Member of the Western Australian Legislative Council for Mining and Pastoral
- In office 22 May 2001 – 21 May 2013

Minister for Local Government
- In office 3 February 2006 – 13 December 2006
- Premier: Alan Carpenter
- Preceded by: John Bowler
- Succeeded by: John Bowler

Personal details
- Born: Jonathan Robert Ford 11 August 1958 (age 67) Deniliquin, New South Wales
- Party: Labor
- Spouse: Sally Talbot
- Children: 3
- Education: University of Western Australia
- Profession: Politician

= Jon Ford (Australian politician) =

Australian politician

Jonathan Robert Ford (born 11 August 1958) is an Australian former politician. He was a Labor member of the Western Australian Legislative Council from 2001 to 2013, representing the Mining and Pastoral Region.

Ford was born in the New South Wales country town of Deniliquin. He moved to Western Australia in the 1980s to work in the mining and gas industry in the north of Western Australia. In 1990, he joined the Australian Labor Party, and was elected to Western Australian Legislative Council at the 2001 state election.

Ford was a minister in the governments of Geoff Gallop and Alan Carpenter. In March 2005, Ford became the Minister for Fisheries and the Minister for Kimberley, Pilbara and Gascoyne.
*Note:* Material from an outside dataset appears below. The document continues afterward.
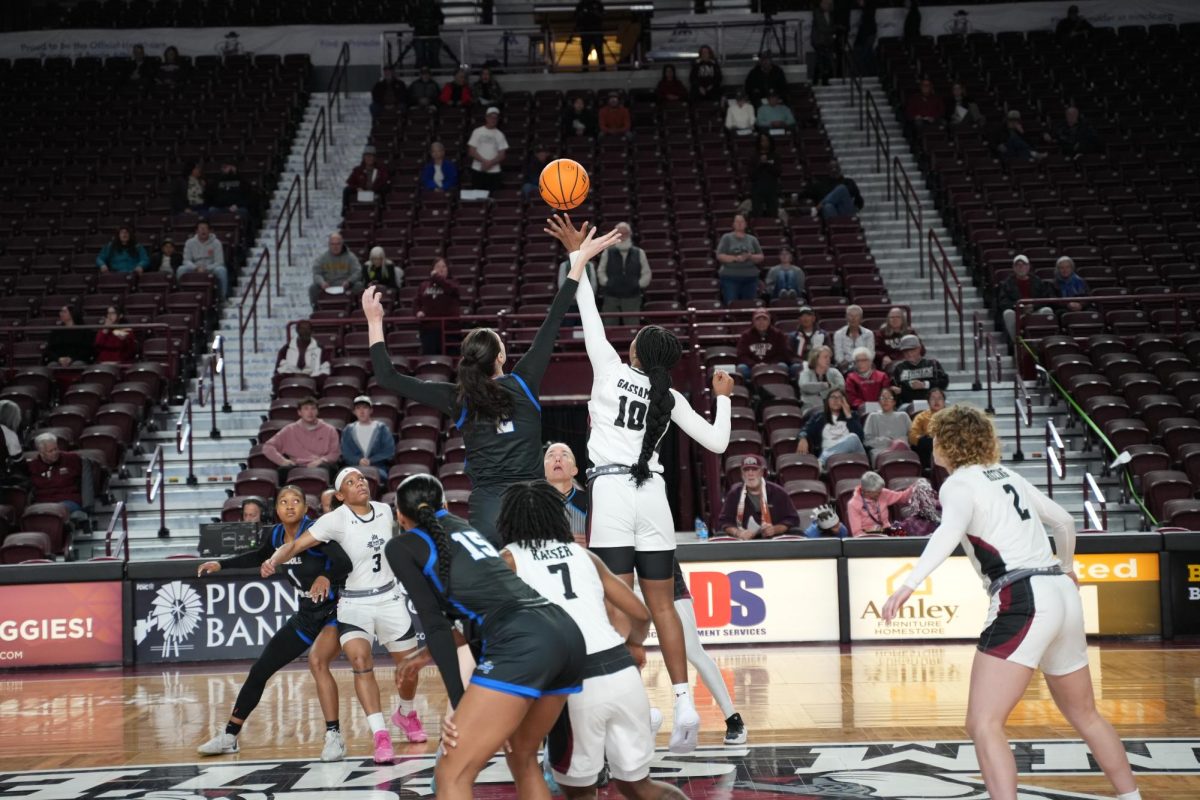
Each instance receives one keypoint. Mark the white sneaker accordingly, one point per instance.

He took on a third portfolio when he became Minister for Local Government and Regional Development in February 2006, later the Minister for Regional Development from December 2006. Finally a fourth portfolio was added to his responsibilities when he became Minister for Employment Protection in February 2008. Ford left the ministry after the Carpenter government was defeated at the 2008 state election.

Ford was the Labor candidate for the Western Australian seat of O'Connor at the 2016 federal election.